This is the latest in a series of posts about news reported a century ago in the Ticonderoga Sentinel.
Wide-spread strikes at papers mills around the northeast and Canada, including the Ticonderoga International Paper Co. mill, caused a drastic reduction in demand for pulp wood.
“Lumbering operations in the eastern section of the Adirondacks are practically at a standstill, and lumbermen hold out no hope of immediate improvement in the situation,” the Ticonderoga Sentinel reported on July 28, 1921. “One prominent lumberman said that what lumbering is now in progress is about 10 percent of normal.”
The Ticonderoga IP mill had been closed since workers went on strike May 1.
Violence had erupted in recent days at Corinth, where IP brought in out-of-town replacement workers.

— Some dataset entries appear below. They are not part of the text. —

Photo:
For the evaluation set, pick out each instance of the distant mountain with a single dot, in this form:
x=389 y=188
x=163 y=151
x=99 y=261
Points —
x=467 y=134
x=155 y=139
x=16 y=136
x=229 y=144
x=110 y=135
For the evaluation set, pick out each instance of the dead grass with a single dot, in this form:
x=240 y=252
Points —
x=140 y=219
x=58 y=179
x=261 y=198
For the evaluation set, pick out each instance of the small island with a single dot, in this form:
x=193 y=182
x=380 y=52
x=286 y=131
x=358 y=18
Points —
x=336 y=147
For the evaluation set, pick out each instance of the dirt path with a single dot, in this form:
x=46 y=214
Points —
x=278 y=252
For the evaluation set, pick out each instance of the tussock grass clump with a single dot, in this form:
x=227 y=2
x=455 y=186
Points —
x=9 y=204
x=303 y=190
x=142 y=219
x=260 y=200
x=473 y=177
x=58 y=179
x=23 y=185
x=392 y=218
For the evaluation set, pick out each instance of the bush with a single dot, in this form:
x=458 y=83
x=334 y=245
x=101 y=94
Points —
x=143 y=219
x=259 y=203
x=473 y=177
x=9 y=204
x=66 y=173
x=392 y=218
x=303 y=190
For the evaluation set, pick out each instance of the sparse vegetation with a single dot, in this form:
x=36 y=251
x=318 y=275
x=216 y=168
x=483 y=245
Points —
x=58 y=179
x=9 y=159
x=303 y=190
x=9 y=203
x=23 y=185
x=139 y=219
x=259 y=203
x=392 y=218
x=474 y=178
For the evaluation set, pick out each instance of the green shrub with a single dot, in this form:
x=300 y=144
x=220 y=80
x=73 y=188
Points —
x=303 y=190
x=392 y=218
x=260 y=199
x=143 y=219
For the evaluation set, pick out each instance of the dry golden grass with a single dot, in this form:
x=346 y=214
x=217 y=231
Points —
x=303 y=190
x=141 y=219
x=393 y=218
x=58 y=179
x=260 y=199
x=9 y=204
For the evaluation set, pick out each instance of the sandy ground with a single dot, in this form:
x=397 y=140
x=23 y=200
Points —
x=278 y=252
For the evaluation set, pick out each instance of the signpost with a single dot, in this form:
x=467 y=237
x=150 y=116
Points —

Unrelated to the strike, Alonzo N. Burbank of Portland, Maine, an IP co-founder and former president, died at age 77.
In other July 28,1921 Ticonderoga Sentinel news:
Stephen H.P. Pell of Fort Ticonderoga was elected American Legion state committee member representing Essex County.
The Street Road Nine baseball team played a morning and afternoon double header at the Fort Ticonderoga diamond on July 24, winning one game against Ti Pulp and losing the other against the Ticonderoga Wildcats.